Thank-you Michael for starting off the reflective blogging. Your post got me thinking about my participation in MobiMOOC and what that is going to look like this year.
I feel an obligation to contribute to MobiMOOC this year, largely because MobiMOOC last year was such a valuable experience for me, and the resulting collaborations of the MobiMOOC research team were a great boost to my resume, but also provided me with emotional support at times when I needed it. It has been such a pleasure collaborating with such a great geographically diverse team. Overall, it has been a very rewarding experience, so I feel that I owe it Inge to be a memorable participant in this year's MobiMOOC.
On the other had, this is very busy time of year for me. As I'm sure is true for many other participants, it is difficult to find the time to contribute. I was also not particularly motivated by the project challenge, as I'm not that interested in ICT4D (Information and Communication Technologies for Development). My area of interest is more with helping university professors adopt iPads, so my research rarely aligns with ICT4D objectives.
However, in EduMOOC last year, I learned the importance of taking control of my own learning in a MOOC. I need to decide for myself how I will contribute and how I will join in the conversation while still getting my other work done. I also need to adapt aspects that don't align with what I need – so a project that doesn't align doesn't mean I won't do a project, it just means I'll redefine the requirement to align with what I need. So, in this post, I thought I'd share a couple of strategies for how I will integrate MobiMOOC into my activities over the next few weeks, such that I can still participate and connect, whilst getting my other work done.
First, I have looked for where there are synergies between MobiMOOC and what I already need to do. The key area where I see overlap is in the iPad Professional Development workshop I'm giving on October 2nd (If you happen to be in Ottawa, you are welcome to sign up). For that workshop, I'll be developing a fair bit of new content that will likely be of interest to MobiMOOCers, so, I'll be posting it on my blog. I've decided that my "project" for MobiMOOC will be the preparation of the content for the iPadagogy portion of my workshop. In mid-October I'll also be presenting the various theoretical foundations that support an iPad Professional Development Program (iPDP) that I'm working on as part of my PhD research at a couple of conferences (Ubi-Learn and mLearn). MobiMOOC presents an opportunity for me to share some of my ideas and to learn from others.
Second, I've decide to mostly follow the Google group on my iPad. I found the interface (via Safari or Chrome) to be pretty good, and reading the groups on my iPad means that I'm not reading them when I'm sitting in front of my computer working. So, I use my breaks from my computer, those times when I need either a physical or mental break, to check up on the conversations. I follow the twitter stream as well. I don't feel the need to read everything. I scan and skip things, but I also give myself permission to jump in where I think I have something to contribute. For the most part, I write and post my contributions from my iPad (although I found I needed to use my Desktop to add my pin to the map). This also provides a test of the feasibility of participating in a MOOC strictly with a mobile device (my iPad), and points out to me when there are limitations. I've also found that the discussions are the one part that I think MobiMOOC does better than any other MOOC I've participated in. For some reason, they are richer and more active than I have experienced elsewhere. I feel that if I didn't participate here, I would be missing out!

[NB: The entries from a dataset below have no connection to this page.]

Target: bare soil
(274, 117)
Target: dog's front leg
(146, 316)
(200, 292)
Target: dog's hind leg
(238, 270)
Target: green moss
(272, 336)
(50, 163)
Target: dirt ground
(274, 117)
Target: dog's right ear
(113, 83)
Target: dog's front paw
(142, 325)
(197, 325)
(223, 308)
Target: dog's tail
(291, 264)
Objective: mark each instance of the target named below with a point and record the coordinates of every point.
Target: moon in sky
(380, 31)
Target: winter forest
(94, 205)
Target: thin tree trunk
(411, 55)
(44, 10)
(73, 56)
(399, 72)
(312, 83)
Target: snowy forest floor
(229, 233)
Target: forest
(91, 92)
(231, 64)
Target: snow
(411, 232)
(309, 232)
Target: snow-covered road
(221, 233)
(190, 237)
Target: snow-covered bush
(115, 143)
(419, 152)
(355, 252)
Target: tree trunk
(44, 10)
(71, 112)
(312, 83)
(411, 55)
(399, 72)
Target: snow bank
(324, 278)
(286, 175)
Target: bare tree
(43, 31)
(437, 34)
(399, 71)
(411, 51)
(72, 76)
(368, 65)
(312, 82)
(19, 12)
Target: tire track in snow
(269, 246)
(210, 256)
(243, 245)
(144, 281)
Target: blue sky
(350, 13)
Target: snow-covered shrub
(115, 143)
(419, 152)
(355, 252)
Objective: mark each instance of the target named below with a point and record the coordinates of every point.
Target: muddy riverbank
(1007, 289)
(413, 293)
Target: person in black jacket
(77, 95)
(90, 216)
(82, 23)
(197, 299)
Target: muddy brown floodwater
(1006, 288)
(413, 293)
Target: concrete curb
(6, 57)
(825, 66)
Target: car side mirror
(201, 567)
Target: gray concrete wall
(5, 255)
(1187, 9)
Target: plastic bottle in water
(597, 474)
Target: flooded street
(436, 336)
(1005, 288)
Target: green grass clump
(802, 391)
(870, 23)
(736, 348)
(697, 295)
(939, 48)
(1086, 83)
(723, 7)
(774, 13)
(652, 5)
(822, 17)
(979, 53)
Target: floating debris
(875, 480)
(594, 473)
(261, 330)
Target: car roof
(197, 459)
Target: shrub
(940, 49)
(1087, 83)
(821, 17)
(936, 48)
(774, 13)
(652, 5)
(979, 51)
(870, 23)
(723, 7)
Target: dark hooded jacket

Third, I don't expect to participate in any of the synchronous or video-based activities. Personally, I've not found them to be an effective use of my time. If I were less busy, I think I'd find them fun – during EduMOOC I participated in several Google Plus hangouts which was cool – but those were more about playing with a new technology (Google plus had just been released) than it was about meaningful conversations and learning.
And finally, the readings on course wiki. I'll scan through the weekly readings for the topics that interest me to see what has been published within the last year. As a result of my last year studying Mobile Learning at the PhD level, I've already read a lot of the older readings. In scanning the new ones, I'll likely find a few that I should add to my "to read" list. I can't guarantee that I'll get them read during MobiMOOC, but I can at least add them to my future reading list.
So, in the end, I believe I've struck a nice balance. I've defined how I can make MobiMOOC a valuable learning experience for me, without adding too much to my existing heavy workload!